Giselle ran. She ran up the stairs to the guest room they had moved her into last week. She grabbed the old, battered suitcase she had arrived with three years ago. She threw in her jeans, her old sweaters, her ID. Nothing that they had bought. Nothing that smelled like this house.

She dragged the suitcase down the grand staircase. The wheels bumped loudly on each step.

The front door opened. A gust of wind and rain blew in, along with a woman in a shimmering cocktail dress.

Clydie Woods.

She shook out her umbrella, handing it to a maid. She looked dry, warm, and expensive. She saw Giselle standing there, wet-eyed and disheveled, dragging a broken suitcase.

"Oh, Giselle," she cooed, her voice dripping with fake sympathy. She walked over, her heels clicking. She leaned in close, so only Giselle could hear. "Don't worry. I'll take good care of him. Better than a fake like you ever could."

She pulled back and smiled brightly. "Safe travels."

Giselle didn't trust herself to speak.
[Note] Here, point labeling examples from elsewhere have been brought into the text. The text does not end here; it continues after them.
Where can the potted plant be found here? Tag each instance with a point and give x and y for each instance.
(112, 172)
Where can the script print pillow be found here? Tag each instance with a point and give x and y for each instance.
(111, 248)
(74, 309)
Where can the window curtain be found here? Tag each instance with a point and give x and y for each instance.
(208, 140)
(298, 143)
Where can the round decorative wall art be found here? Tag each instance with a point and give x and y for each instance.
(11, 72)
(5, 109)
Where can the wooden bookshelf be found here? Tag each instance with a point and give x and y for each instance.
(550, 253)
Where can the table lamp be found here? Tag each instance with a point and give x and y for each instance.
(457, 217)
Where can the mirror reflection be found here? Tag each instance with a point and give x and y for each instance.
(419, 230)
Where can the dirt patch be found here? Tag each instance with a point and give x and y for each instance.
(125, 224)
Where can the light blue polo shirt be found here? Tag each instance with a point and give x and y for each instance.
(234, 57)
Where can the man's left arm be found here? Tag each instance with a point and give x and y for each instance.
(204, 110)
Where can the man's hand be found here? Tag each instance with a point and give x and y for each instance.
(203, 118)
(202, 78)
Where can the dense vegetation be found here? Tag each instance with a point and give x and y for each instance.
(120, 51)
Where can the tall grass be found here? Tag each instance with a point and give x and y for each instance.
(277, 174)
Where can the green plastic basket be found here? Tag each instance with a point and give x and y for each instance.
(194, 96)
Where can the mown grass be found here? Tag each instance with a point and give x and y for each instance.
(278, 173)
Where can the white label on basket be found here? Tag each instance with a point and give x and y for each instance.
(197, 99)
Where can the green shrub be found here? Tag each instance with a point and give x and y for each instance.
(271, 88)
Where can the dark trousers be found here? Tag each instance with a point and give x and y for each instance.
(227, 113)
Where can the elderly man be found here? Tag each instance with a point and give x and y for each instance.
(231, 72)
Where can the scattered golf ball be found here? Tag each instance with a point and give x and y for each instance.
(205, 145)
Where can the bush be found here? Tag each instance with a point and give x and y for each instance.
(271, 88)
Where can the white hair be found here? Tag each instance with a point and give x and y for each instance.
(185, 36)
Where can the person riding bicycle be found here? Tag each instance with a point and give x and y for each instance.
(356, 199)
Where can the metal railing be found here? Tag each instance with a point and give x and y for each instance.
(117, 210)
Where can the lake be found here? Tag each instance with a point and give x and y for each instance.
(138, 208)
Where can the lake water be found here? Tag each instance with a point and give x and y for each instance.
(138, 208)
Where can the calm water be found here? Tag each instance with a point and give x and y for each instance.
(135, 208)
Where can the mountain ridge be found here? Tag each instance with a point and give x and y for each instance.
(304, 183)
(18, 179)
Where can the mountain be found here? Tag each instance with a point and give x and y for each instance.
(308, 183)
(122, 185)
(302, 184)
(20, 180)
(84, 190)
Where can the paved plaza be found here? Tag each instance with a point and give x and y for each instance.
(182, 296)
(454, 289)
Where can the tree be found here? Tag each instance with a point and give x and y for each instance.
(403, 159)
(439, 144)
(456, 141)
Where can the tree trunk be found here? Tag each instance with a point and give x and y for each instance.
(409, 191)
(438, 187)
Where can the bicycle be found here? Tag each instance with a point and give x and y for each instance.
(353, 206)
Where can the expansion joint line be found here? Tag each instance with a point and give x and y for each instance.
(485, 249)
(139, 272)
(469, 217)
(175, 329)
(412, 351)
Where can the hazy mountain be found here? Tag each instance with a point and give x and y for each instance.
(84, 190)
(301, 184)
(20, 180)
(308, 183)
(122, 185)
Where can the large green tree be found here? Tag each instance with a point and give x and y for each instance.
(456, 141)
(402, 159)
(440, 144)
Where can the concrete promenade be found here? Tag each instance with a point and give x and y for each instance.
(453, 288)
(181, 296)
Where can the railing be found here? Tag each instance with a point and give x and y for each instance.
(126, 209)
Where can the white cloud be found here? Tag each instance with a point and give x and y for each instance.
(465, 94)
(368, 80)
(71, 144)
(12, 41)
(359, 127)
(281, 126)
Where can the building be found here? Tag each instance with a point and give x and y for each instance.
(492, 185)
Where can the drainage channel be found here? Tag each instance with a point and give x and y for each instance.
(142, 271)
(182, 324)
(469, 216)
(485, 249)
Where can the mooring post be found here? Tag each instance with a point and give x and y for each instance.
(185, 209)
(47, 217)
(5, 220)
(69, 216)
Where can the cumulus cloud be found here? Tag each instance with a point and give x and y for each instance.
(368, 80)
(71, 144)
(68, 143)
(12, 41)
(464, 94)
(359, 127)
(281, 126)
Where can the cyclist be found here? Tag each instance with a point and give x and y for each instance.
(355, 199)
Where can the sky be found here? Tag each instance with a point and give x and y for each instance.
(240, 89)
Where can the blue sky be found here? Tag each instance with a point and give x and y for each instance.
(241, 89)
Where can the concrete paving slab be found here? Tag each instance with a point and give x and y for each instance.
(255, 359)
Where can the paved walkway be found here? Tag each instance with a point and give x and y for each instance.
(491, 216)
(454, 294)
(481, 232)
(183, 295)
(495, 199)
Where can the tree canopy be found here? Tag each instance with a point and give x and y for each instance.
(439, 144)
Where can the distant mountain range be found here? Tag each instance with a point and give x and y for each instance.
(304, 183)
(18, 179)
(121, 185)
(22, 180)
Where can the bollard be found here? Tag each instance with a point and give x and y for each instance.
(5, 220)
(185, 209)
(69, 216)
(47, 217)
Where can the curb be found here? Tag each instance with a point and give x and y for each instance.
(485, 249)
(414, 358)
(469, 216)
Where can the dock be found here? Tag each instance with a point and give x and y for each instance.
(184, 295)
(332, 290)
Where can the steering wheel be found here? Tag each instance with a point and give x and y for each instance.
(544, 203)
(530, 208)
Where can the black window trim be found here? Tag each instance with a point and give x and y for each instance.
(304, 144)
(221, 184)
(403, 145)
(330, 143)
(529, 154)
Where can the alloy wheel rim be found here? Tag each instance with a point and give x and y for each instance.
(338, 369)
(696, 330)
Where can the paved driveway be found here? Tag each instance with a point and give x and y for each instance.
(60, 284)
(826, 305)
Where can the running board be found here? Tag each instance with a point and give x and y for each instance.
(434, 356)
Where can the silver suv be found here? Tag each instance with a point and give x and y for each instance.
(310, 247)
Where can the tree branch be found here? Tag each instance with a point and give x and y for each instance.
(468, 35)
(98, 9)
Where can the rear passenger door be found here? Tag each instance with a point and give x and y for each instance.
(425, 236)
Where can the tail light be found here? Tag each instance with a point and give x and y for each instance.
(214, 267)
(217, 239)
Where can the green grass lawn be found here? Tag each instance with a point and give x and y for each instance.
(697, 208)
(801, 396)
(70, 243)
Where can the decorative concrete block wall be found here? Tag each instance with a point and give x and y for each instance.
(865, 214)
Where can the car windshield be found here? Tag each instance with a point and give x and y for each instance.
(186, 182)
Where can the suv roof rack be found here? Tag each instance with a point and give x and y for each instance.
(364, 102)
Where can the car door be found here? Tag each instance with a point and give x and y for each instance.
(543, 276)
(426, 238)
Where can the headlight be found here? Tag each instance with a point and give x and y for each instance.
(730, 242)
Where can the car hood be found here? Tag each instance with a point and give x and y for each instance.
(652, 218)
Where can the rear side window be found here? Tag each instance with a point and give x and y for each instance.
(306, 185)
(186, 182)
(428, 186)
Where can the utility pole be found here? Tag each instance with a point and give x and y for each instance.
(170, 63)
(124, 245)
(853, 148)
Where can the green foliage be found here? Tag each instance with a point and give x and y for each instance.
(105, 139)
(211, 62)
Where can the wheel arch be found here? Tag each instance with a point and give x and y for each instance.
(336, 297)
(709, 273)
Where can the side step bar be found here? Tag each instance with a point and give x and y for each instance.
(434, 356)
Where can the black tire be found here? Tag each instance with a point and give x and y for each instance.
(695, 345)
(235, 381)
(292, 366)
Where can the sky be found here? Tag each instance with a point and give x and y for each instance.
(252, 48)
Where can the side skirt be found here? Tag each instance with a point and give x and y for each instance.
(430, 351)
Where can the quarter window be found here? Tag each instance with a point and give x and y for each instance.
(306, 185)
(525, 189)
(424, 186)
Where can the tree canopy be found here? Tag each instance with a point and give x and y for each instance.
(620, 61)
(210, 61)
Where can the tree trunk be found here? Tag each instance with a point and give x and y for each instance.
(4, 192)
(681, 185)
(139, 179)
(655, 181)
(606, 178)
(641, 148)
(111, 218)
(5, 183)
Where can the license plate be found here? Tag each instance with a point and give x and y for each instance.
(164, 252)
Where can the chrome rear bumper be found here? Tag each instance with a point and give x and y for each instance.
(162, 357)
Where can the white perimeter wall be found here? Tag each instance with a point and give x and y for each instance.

She pushed past her. The butler held the door open, his face full of pity.

"Mrs. Villarreal..." he started.

"Don't," Giselle said.

She stepped out onto the porch. The rain was torrential. It came down in sheets, instantly soaking her blouse.

"No car," Buna yelled from the foyer. "Villarreal cars are for family. She walks."

Giselle gripped the handle of her suitcase. The driveway was long. A mile to the main gate.

She started walking. The wind whipped her hair across her face, blinding her. The cold rain soaked through her clothes, chilling her to the bone. Her shoes squelched in the puddles.

Halfway down the drive, the wheel of her suitcase caught in a crack in the cobblestones. She yanked it. The handle snapped. The suitcase tipped over, spilling her humble clothes into the mud.

Giselle stopped. She stared at her clothes soaking in the dirty water.

She fell to her knees. The dam broke. She sobbed, the sound torn from her throat, lost in the roar of the storm. She gathered her muddy sweaters, hugging them to her chest. She was twenty-three years old, and she had nothing. No family. No money. No husband.

High above, in the master bedroom window, Joseph stood in the dark. He watched the small figure collapse in the rain. He pressed his hand against the cold glass. His chest ached with a strange, hollow pain he couldn't name. It felt like a phantom limb syndrome, an ache for something that was no longer there.

Giselle stood up. She shoved the wet clothes back into the broken case. She wiped the mud and tears from her face.

Survive, she told herself. Just survive.

She dragged the case the rest of the way. She reached the iron gates. They opened slowly.

She stepped out onto the public road. It was pitch black.

Then, blinding white light flooded her vision.